The BCL2/adenovirus E1B 19 kDa interacting protein 3 (BNIP3)/annexin A2 (ANXA2) axis regulates the progression of intervertebral disc degeneration (IVDD) in vivo. A) X‐ray images of rat tail vertebrae were taken at 4 and 8 w post‐injection with adenoviral‐associated viruses (AAVs).

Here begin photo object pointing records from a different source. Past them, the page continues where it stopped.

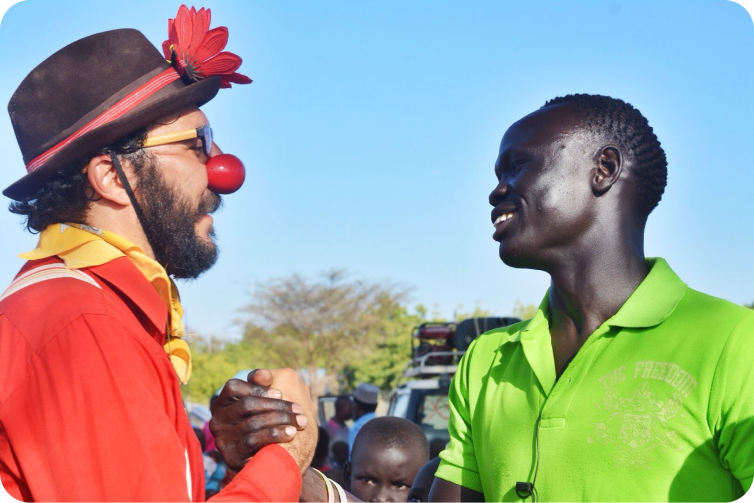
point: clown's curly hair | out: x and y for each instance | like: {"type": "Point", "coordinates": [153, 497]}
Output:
{"type": "Point", "coordinates": [66, 197]}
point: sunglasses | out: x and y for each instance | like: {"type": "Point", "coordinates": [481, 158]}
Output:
{"type": "Point", "coordinates": [204, 133]}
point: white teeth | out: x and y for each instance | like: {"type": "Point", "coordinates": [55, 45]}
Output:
{"type": "Point", "coordinates": [502, 218]}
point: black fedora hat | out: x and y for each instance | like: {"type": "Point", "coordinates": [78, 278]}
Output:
{"type": "Point", "coordinates": [89, 95]}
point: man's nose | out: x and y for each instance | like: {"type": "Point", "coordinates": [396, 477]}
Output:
{"type": "Point", "coordinates": [380, 495]}
{"type": "Point", "coordinates": [500, 192]}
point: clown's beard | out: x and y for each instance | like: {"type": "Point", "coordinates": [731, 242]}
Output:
{"type": "Point", "coordinates": [170, 225]}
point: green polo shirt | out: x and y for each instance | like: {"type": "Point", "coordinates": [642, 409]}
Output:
{"type": "Point", "coordinates": [658, 405]}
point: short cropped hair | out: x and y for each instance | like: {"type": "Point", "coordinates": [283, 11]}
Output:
{"type": "Point", "coordinates": [392, 432]}
{"type": "Point", "coordinates": [614, 120]}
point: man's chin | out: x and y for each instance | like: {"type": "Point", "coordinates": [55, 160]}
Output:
{"type": "Point", "coordinates": [512, 257]}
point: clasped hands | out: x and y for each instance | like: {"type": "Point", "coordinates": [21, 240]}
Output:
{"type": "Point", "coordinates": [271, 406]}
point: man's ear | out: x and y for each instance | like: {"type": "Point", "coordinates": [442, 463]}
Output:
{"type": "Point", "coordinates": [105, 181]}
{"type": "Point", "coordinates": [608, 170]}
{"type": "Point", "coordinates": [347, 469]}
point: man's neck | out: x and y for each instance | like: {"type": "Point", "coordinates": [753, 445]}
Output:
{"type": "Point", "coordinates": [128, 228]}
{"type": "Point", "coordinates": [589, 288]}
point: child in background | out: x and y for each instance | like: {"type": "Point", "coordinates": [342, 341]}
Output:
{"type": "Point", "coordinates": [387, 453]}
{"type": "Point", "coordinates": [419, 492]}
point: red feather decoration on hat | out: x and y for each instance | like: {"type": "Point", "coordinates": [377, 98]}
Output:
{"type": "Point", "coordinates": [197, 52]}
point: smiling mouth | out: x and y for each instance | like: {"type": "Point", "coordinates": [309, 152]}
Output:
{"type": "Point", "coordinates": [502, 218]}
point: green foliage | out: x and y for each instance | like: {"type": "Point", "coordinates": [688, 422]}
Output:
{"type": "Point", "coordinates": [354, 330]}
{"type": "Point", "coordinates": [389, 351]}
{"type": "Point", "coordinates": [214, 362]}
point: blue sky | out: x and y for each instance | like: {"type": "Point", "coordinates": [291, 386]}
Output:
{"type": "Point", "coordinates": [371, 130]}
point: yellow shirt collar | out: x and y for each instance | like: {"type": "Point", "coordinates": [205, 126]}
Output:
{"type": "Point", "coordinates": [81, 246]}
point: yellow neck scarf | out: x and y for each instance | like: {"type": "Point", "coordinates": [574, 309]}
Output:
{"type": "Point", "coordinates": [81, 246]}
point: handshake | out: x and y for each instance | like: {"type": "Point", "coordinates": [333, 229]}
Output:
{"type": "Point", "coordinates": [271, 406]}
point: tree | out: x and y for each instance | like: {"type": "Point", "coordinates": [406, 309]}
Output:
{"type": "Point", "coordinates": [330, 323]}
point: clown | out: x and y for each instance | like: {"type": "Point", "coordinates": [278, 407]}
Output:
{"type": "Point", "coordinates": [122, 178]}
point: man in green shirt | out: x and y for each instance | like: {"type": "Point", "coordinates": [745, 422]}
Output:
{"type": "Point", "coordinates": [626, 385]}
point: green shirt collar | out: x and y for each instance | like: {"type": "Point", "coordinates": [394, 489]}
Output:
{"type": "Point", "coordinates": [650, 304]}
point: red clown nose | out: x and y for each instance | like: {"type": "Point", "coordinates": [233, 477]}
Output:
{"type": "Point", "coordinates": [225, 173]}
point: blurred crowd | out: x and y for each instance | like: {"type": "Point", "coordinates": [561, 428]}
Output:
{"type": "Point", "coordinates": [374, 458]}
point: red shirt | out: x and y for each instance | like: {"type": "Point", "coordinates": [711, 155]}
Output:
{"type": "Point", "coordinates": [90, 406]}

B) Quantitative analysis of rat disc height index scores. n = 4, **p < 0.01; ***p < 0.001; ****p < 0.0001; C) Magnetic resonance imaging (MRI) with T2‐weighted sequences was conducted at 4 and 8 w post‐injection with AAVs. D) Quantitative analysis of Pfirrmann grades. n = 4, *p < 0.05; **p < 0.01; ***p < 0.001; ****p < 0.0001; E) Hematoxylin and eosin (HE) staining of rat tail vertebrae slices after different treatments. Scale bar: 1 mm. F) Safranin‐O/Fast Green (SO) staining of rat tail vertebrae slices after different treatments. Scale bar: 1 mm. G) Fluorescent staining images of cyclin dependent kinase inhibitor 2A (CDKN2A) in rat tail vertebrae slices from each experimental group. Scale bar: 200 µm. H) Quantitative analysis of the relative fluorescence intensity of CDKN2A in each experimental group. n = 4, ***p < 0.001; ****p < 0.0001; I) Plotting histological scores of each experimental group in heatmap format. n = 4. Data are expressed as mean ± standard deviation.